We’ve been in Rabat for a year now, and I am beginning to recognize patterns in likely and unlikely places; weather changes, school, items available at the stores. It’s a good start to feeling settled in a place. There is a huge difference between a new school year in a new school, and a new school year as old hands, experienced in bookstore locations and teacher requirements, with familiar faces welcoming you back, yourself able to befriend the new ones.

Ramadan was not such a shock this year; we knew it was coming, stocked our freezer with bread for lunches, were already prepared for its rhythms and changes. We have not spent our mornings wandering around Agdal waiting for bookshops to open, nor our evenings walking miles because no taxi would stop for us, getting lost in alleyways on the way home. Having a car makes a huge difference, but knowing what to expect even more.

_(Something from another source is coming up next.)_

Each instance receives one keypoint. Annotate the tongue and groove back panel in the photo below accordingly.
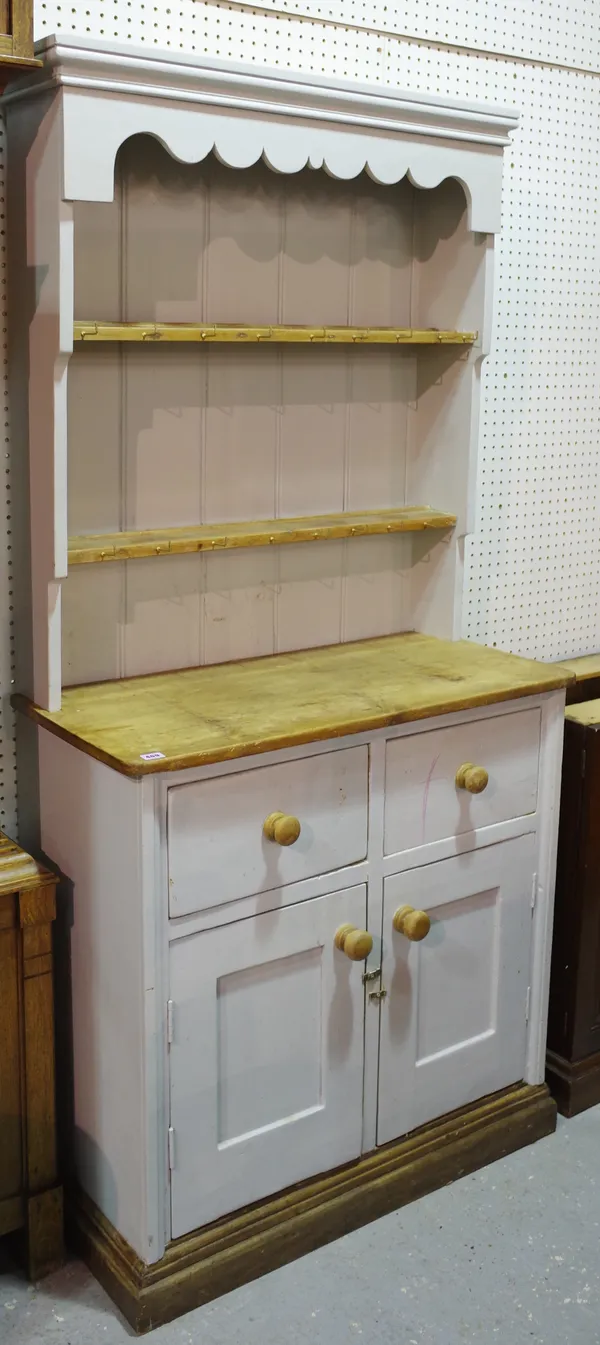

Aside: yes, of course Mauritania celebrates Ramadan as well. But it is different here, and last year we were unprepared for those differences.

Last September, as a newcomer, I was disturbed at not being able to find tinned tomatoes. Great was my joy (don’t mock me; I cook supper most nights and I use tinned tomatoes in a LOT of different dishes) when I found some. I’ve bought them unthinking, casually, all year. But now, early September, suddenly they are nonexistent again. I don’t panic. I know that soon, I’ll start seeing them again. In the meantime, when I found a few cans at LaBel Vie the other day, I bought them all.

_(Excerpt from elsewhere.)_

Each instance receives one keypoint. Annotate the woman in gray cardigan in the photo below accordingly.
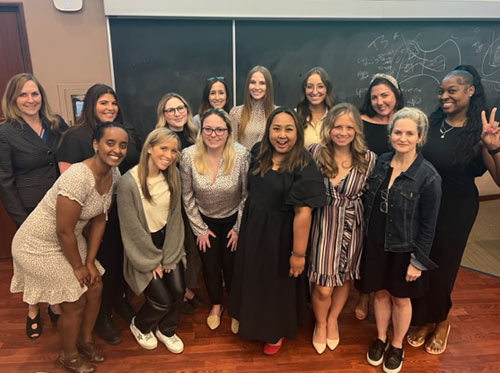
(149, 211)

Yesterday, a friend came over, and we sat on our balcony in our wooden Senegalese chairs and talked and talked. It was muggy and overcast, and she told me it was supposed to rain. It won’t, I told her. It’s too early. Last year it started raining in late September, and everyone told me it wasn’t normal to have rain before November. But of course I was wrong. When it started to sprinkle, I thought of my clean dry clothes hanging on the line, and decided to leave them. I was sure it was soon be hot again, and I’d let them dry and then get them. Wrong! It poured for the rest of the afternoon. The children arrived home dripping. Last night, after the mosque, the streams of people going up the street were hurrying, hoods and umbrellas up, holding newspapers or plastic bags over their heads for protection. The drummer didn’t make his rounds.

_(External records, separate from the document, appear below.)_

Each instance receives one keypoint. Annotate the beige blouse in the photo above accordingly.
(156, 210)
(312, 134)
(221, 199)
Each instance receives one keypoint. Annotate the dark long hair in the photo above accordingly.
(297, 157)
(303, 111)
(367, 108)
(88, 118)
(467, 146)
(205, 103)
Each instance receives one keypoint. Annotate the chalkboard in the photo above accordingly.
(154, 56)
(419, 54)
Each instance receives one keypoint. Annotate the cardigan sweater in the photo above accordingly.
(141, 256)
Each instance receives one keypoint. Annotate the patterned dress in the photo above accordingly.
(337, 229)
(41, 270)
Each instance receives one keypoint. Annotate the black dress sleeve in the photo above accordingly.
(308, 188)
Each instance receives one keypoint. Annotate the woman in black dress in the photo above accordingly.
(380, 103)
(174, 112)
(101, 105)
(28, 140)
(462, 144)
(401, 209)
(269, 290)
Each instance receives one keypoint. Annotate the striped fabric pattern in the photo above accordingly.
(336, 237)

Last year, everyone said it was the wettest winter in 30 years, the end of an extended drought. This summer the fruit was cheap and plentiful, but I have no way of knowing if this was unusual or not, if Morocco was greener than usual. Only now can I have a basis of comparison.

September rain. The lightning flickers rapidly. Last year I compared it to a mischievous child with his hand on a light switch, and that comparison sprang to mind last night. The boys and I stood on the balcony, breathing in gulps of fresh air, watching the glint of rain in the streetlight’s orange glow and the movement of leaves in the trees. Today there was another shower and now it’s back to hot and humid again, with the occasional sudden breath of cool air like a gift. The sky is blue. I find, looking back over my archives from last September, that the sky was deep blue then as well. Friday lunchtime, and the imam is chanting, his voice going up and down melodically. The wind bangs our open windows and doors.